Est-ce par l’opération du Saint-Esprit que M. Alexandre T. s’est retrouvé avec une « plaie ouverte profonde de 1,5 centimètre » au niveau de l’anus ? C’est la question que s’est posée son avocate et c’est celle qui a semblé occuper les débats pendant trois heures, lundi 16 janvier, au tribunal de grande instance de Bobigny (Seine-Saint-Denis).

Un policier municipal de Drancy, Arnaud P., comparaissait à l’audience pour violences volontaires avec arme. Mais il s’est évertué à dire qu’il « n’y avait pas eu d’incident ». Ce 29 octobre 2015, pourtant, du sang a été retrouvé dans la Peugeot 307 de l’équipage de police, ainsi que sur le caleçon d’Alexandre T.. Vers 4 heures du matin, un médecin a constaté la blessure du jeune homme de 28 ans et lui a délivré dix jours d’interruption totale de travail. Son ADN a même été retrouvé à l’extrémité du bâton télescopique de défense utilisé par le policier.

Pourtant, l’agent « ne [se] l’explique pas ». A la barre, il dit des « peut-être » et des « je ne sais pas » quand le procureur adjoint, puis la présidente du tribunal, puis l’avocate de la victime essayent de reconstituer le cours de la soirée.

« Je suis pas un animal »

Un équipage avait été appelé vers 21 h 30 pour constater un tapage nocturne. Alexandre T. était sur place. Il avait bu avec ses amis et aurait outragé les fonctionnaires municipaux.
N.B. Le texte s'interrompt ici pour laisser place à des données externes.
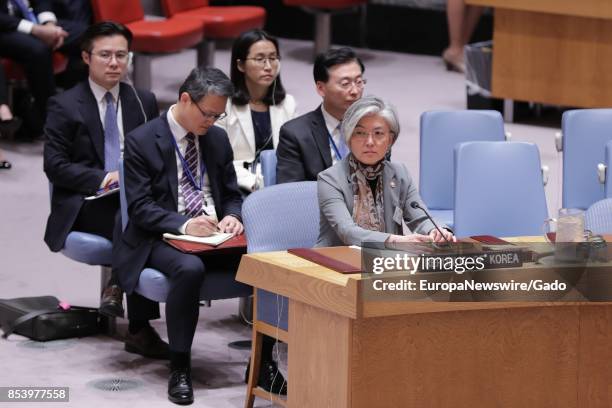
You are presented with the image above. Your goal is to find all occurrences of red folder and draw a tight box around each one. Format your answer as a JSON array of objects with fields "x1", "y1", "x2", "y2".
[
  {"x1": 164, "y1": 234, "x2": 246, "y2": 255},
  {"x1": 287, "y1": 247, "x2": 361, "y2": 273}
]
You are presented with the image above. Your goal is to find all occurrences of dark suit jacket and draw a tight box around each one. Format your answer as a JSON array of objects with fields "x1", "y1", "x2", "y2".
[
  {"x1": 276, "y1": 106, "x2": 332, "y2": 184},
  {"x1": 44, "y1": 81, "x2": 159, "y2": 251},
  {"x1": 113, "y1": 114, "x2": 242, "y2": 293},
  {"x1": 0, "y1": 0, "x2": 53, "y2": 32}
]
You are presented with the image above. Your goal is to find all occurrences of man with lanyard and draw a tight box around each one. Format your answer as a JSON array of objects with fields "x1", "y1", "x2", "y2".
[
  {"x1": 115, "y1": 68, "x2": 260, "y2": 404},
  {"x1": 276, "y1": 47, "x2": 366, "y2": 183}
]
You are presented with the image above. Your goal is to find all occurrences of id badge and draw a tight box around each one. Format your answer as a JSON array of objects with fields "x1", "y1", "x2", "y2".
[{"x1": 393, "y1": 207, "x2": 404, "y2": 225}]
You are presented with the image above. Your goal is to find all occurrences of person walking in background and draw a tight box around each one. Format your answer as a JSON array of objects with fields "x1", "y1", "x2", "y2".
[{"x1": 442, "y1": 0, "x2": 484, "y2": 73}]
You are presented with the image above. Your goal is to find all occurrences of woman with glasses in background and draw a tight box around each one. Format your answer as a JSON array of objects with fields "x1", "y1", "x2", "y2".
[
  {"x1": 217, "y1": 29, "x2": 295, "y2": 193},
  {"x1": 317, "y1": 96, "x2": 454, "y2": 247}
]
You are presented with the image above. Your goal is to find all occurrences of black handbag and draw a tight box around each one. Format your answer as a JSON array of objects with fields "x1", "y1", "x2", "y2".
[{"x1": 0, "y1": 296, "x2": 100, "y2": 341}]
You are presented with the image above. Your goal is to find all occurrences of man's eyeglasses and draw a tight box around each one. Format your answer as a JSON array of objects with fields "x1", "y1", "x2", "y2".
[
  {"x1": 353, "y1": 129, "x2": 389, "y2": 143},
  {"x1": 337, "y1": 78, "x2": 368, "y2": 91},
  {"x1": 189, "y1": 95, "x2": 227, "y2": 121},
  {"x1": 89, "y1": 51, "x2": 130, "y2": 64},
  {"x1": 246, "y1": 55, "x2": 280, "y2": 67}
]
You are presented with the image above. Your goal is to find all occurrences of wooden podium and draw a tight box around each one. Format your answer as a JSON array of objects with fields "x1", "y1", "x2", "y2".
[
  {"x1": 237, "y1": 245, "x2": 612, "y2": 408},
  {"x1": 466, "y1": 0, "x2": 612, "y2": 108}
]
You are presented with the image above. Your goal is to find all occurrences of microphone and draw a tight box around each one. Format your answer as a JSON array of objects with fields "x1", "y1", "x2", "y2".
[{"x1": 410, "y1": 201, "x2": 452, "y2": 246}]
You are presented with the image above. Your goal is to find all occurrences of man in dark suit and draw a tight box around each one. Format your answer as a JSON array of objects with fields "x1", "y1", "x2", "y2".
[
  {"x1": 44, "y1": 22, "x2": 168, "y2": 357},
  {"x1": 276, "y1": 47, "x2": 366, "y2": 183},
  {"x1": 0, "y1": 0, "x2": 87, "y2": 121},
  {"x1": 115, "y1": 68, "x2": 260, "y2": 404}
]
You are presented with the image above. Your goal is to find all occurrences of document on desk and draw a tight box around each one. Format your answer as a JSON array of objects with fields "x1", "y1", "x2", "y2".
[
  {"x1": 164, "y1": 232, "x2": 234, "y2": 246},
  {"x1": 85, "y1": 187, "x2": 119, "y2": 201}
]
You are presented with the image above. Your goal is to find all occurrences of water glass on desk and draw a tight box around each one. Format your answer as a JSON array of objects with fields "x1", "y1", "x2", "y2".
[{"x1": 544, "y1": 208, "x2": 585, "y2": 262}]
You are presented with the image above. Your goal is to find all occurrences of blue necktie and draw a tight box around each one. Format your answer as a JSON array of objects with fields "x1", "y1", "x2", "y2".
[
  {"x1": 104, "y1": 92, "x2": 121, "y2": 171},
  {"x1": 11, "y1": 0, "x2": 38, "y2": 24},
  {"x1": 336, "y1": 122, "x2": 349, "y2": 160},
  {"x1": 180, "y1": 132, "x2": 202, "y2": 218}
]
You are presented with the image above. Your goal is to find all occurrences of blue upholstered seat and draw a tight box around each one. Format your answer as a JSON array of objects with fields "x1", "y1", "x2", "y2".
[
  {"x1": 562, "y1": 109, "x2": 612, "y2": 210},
  {"x1": 454, "y1": 142, "x2": 548, "y2": 237},
  {"x1": 584, "y1": 198, "x2": 612, "y2": 234},
  {"x1": 61, "y1": 231, "x2": 113, "y2": 266},
  {"x1": 604, "y1": 140, "x2": 612, "y2": 198},
  {"x1": 419, "y1": 110, "x2": 505, "y2": 227},
  {"x1": 242, "y1": 181, "x2": 319, "y2": 330}
]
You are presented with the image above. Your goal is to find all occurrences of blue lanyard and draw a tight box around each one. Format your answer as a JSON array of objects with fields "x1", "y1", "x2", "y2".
[
  {"x1": 171, "y1": 135, "x2": 206, "y2": 191},
  {"x1": 327, "y1": 132, "x2": 342, "y2": 160}
]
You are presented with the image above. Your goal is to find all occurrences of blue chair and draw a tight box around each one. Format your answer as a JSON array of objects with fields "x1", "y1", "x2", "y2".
[
  {"x1": 454, "y1": 142, "x2": 548, "y2": 237},
  {"x1": 584, "y1": 198, "x2": 612, "y2": 234},
  {"x1": 259, "y1": 149, "x2": 276, "y2": 187},
  {"x1": 604, "y1": 140, "x2": 612, "y2": 198},
  {"x1": 242, "y1": 181, "x2": 319, "y2": 407},
  {"x1": 419, "y1": 110, "x2": 505, "y2": 227},
  {"x1": 558, "y1": 109, "x2": 612, "y2": 210},
  {"x1": 597, "y1": 140, "x2": 612, "y2": 198},
  {"x1": 119, "y1": 160, "x2": 253, "y2": 304},
  {"x1": 49, "y1": 183, "x2": 116, "y2": 335}
]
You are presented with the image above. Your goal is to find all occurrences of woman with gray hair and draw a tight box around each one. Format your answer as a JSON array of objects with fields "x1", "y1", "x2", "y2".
[{"x1": 317, "y1": 96, "x2": 454, "y2": 246}]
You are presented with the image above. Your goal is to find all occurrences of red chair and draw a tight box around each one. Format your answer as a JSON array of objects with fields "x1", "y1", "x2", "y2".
[
  {"x1": 283, "y1": 0, "x2": 367, "y2": 56},
  {"x1": 161, "y1": 0, "x2": 266, "y2": 66},
  {"x1": 91, "y1": 0, "x2": 205, "y2": 89}
]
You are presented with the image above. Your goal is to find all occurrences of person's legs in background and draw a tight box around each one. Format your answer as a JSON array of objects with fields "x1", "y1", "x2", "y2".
[
  {"x1": 0, "y1": 32, "x2": 55, "y2": 138},
  {"x1": 53, "y1": 0, "x2": 93, "y2": 89},
  {"x1": 442, "y1": 0, "x2": 484, "y2": 72},
  {"x1": 0, "y1": 64, "x2": 21, "y2": 170}
]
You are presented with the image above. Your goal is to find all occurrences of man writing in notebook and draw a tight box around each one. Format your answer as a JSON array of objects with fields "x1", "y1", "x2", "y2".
[{"x1": 115, "y1": 68, "x2": 266, "y2": 404}]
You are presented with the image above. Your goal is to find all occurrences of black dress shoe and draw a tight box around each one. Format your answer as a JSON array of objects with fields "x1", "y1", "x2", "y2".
[
  {"x1": 125, "y1": 326, "x2": 170, "y2": 360},
  {"x1": 168, "y1": 368, "x2": 193, "y2": 405},
  {"x1": 244, "y1": 360, "x2": 287, "y2": 395},
  {"x1": 98, "y1": 285, "x2": 125, "y2": 317}
]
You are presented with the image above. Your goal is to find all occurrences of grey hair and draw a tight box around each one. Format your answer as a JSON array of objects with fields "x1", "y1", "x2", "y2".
[
  {"x1": 179, "y1": 67, "x2": 234, "y2": 102},
  {"x1": 340, "y1": 95, "x2": 399, "y2": 145}
]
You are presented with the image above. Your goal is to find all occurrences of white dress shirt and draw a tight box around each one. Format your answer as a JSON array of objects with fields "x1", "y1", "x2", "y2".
[
  {"x1": 321, "y1": 104, "x2": 342, "y2": 164},
  {"x1": 167, "y1": 105, "x2": 217, "y2": 234},
  {"x1": 88, "y1": 78, "x2": 124, "y2": 149},
  {"x1": 88, "y1": 78, "x2": 124, "y2": 188}
]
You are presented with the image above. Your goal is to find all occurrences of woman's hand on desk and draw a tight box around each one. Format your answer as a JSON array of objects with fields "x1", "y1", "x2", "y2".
[
  {"x1": 386, "y1": 234, "x2": 431, "y2": 251},
  {"x1": 429, "y1": 228, "x2": 457, "y2": 242}
]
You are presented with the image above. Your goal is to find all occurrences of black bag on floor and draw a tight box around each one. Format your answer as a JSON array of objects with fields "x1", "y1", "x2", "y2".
[{"x1": 0, "y1": 296, "x2": 100, "y2": 341}]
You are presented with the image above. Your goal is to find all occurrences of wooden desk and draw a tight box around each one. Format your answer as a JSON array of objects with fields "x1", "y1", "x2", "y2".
[
  {"x1": 466, "y1": 0, "x2": 612, "y2": 108},
  {"x1": 237, "y1": 252, "x2": 612, "y2": 408}
]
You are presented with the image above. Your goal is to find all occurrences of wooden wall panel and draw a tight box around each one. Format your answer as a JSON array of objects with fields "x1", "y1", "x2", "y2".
[
  {"x1": 466, "y1": 0, "x2": 612, "y2": 19},
  {"x1": 492, "y1": 9, "x2": 612, "y2": 107},
  {"x1": 351, "y1": 306, "x2": 582, "y2": 408},
  {"x1": 578, "y1": 305, "x2": 612, "y2": 408}
]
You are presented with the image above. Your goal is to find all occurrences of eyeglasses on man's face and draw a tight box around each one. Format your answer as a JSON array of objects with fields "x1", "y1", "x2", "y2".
[
  {"x1": 89, "y1": 51, "x2": 130, "y2": 64},
  {"x1": 246, "y1": 55, "x2": 280, "y2": 67},
  {"x1": 336, "y1": 78, "x2": 368, "y2": 91},
  {"x1": 189, "y1": 95, "x2": 227, "y2": 121}
]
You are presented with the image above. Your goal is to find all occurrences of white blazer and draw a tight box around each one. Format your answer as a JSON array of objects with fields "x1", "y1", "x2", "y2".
[{"x1": 215, "y1": 94, "x2": 296, "y2": 191}]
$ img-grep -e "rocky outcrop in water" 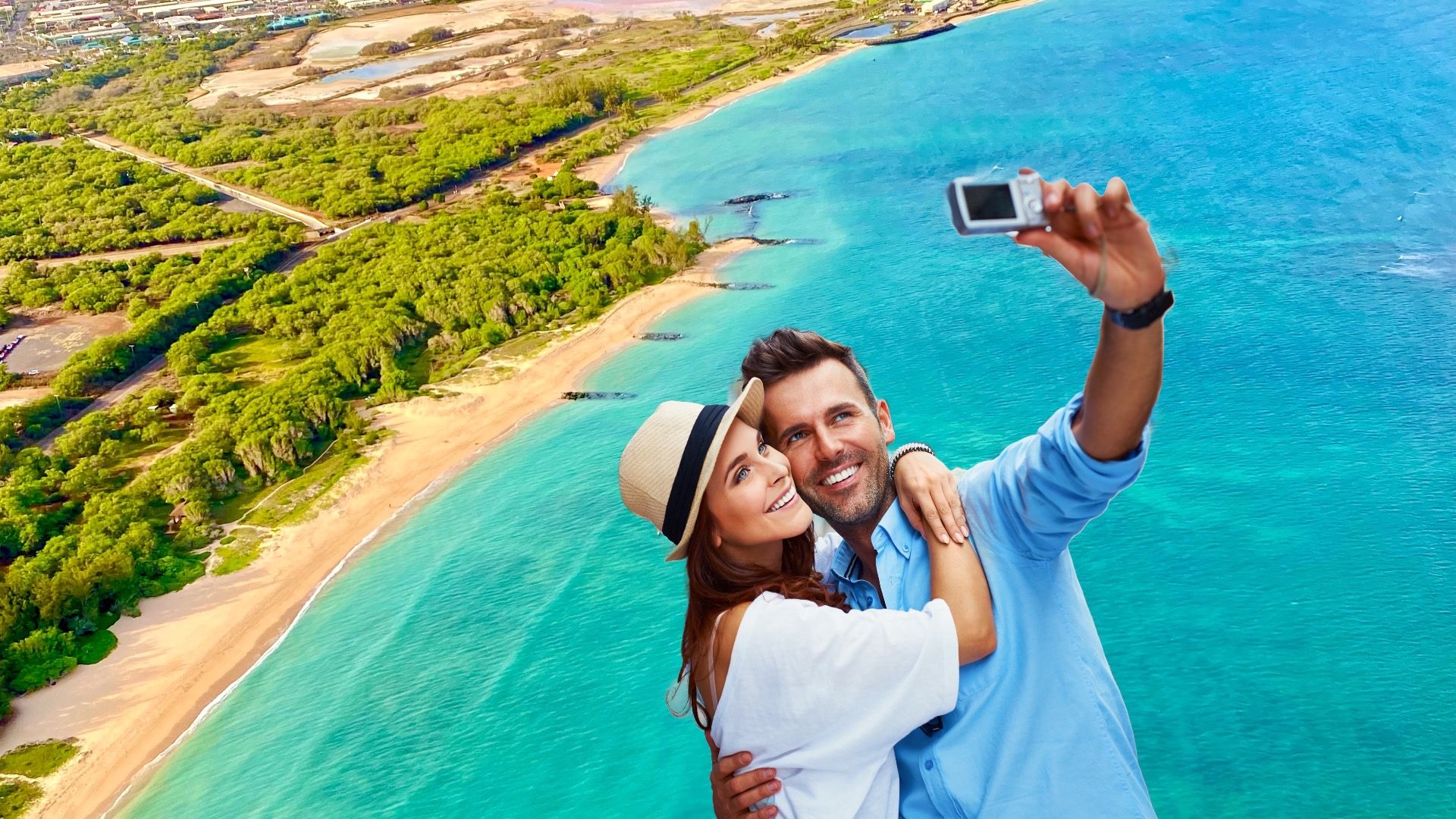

Amené au commissariat de Drancy, il doit alors être transféré à Bobigny pour être placé en garde à vue. Le jeune homme explique qu’afin de le transporter, Arnaud P. et ses deux collègues ont voulu l’allonger à l’arrière d’une voiture dont le dossier avait été rebattu aux deux tiers. Lui se débat. D’après un des policiers auditionnés, il aurait insulté les agents. « J’ai vu les sièges repliés, je n’ai pas compris, j’ai dit je rentre pas, je suis pas un animal. Ça a chahuté », reconnaît Alexandre T.

Tandis qu’il est menotté dans le dos et que, délesté de sa ceinture, son pantalon glisse sur ses hanches, deux policiers le tirent par les épaules pour le faire entrer dans la voiture. Arnaud P., lui, le pousse vers l’intérieur. « D’un coup, j’ai senti un truc dans mes fesses. J’ai hurlé, relate Alexandre T. lors de son audition, lue à l’audience par la présidente. Je me suis allongé sur la banquette et j’ai pleuré. Il y en a un qui m’a dit plus jamais tu parleras comme ça de la police municipale, tu te rappelleras de nous”. »

La présidente interroge le prévenu : « A votre avis, est-ce que monsieur a eu mal ? » Silence. Elle insiste. Le policier finit par concéder : « Je pense que oui. » Mais il jure qu’il ne l’a pas entendu crier, ni vu pleurer et encore moins saigner. C’est ce que plaide son avocat, MFlorent Hauchecorne. Son client aurait usé de sa matraque « à l’horizontale » pour parer les coups de pieds d’Alexandre T. « Nous sommes devant un mystère », finit par ironiser la présidente.

« Erreurs d’appréciation »

L’avocate de la victime, Marie-Cécile Nathan, n’achète pas cette version : « Ça ne se traverse pas comme ça, un anus. » Le procureur adjoint, Loïc Pageot, abonde : « C’est un scénario de violence policière. » Il dénonce les « erreurs d’appréciation » des agents municipaux, qui ont essayé d’allonger Alexandre T. dans un « véhicule non adapté », qui ont persisté à vouloir le mettre dans une « position extrêmement dangereuse » et qui ont « coûte que coûte » souhaité rentrer ses jambes dans l’habitacle. « Après, il y a deux hypothèses, soit le bâton ripe, soit Monsieur P. choisit de faire mal, de donner un coup violent dont la pression est suffisamment forte pour entraîner une perforation d’un centimètre et demi. »

Le procureur adjoint penche pour la deuxième hypothèse, sans allant. Il requiert six mois de prison avec sursis et une interdiction professionnelle d’un an.

Le délibéré sera rendu le 20 février, mais la justice n’est d’ores et déjà pas assez sévère, selon Alexandre T. et son père. « Les policiers ont tous les droits », marmonne le paternel, en regagnant la sortie du tribunal. Avant le début de l’audience, le fils faisait la comparaison : il y a dix ans, pour insulte à agent, il avait été condamné à huit mois avec sursis. Après son agression, Alexandre T. a perdu son travail de couvreur. « Je saignais, justifie-t-il. Ça saigne encore parfois. » Il a du mal à dormir. Alors il prend des gouttes. Il lui arrive de faire des cauchemars. Il rêve de guet-apens.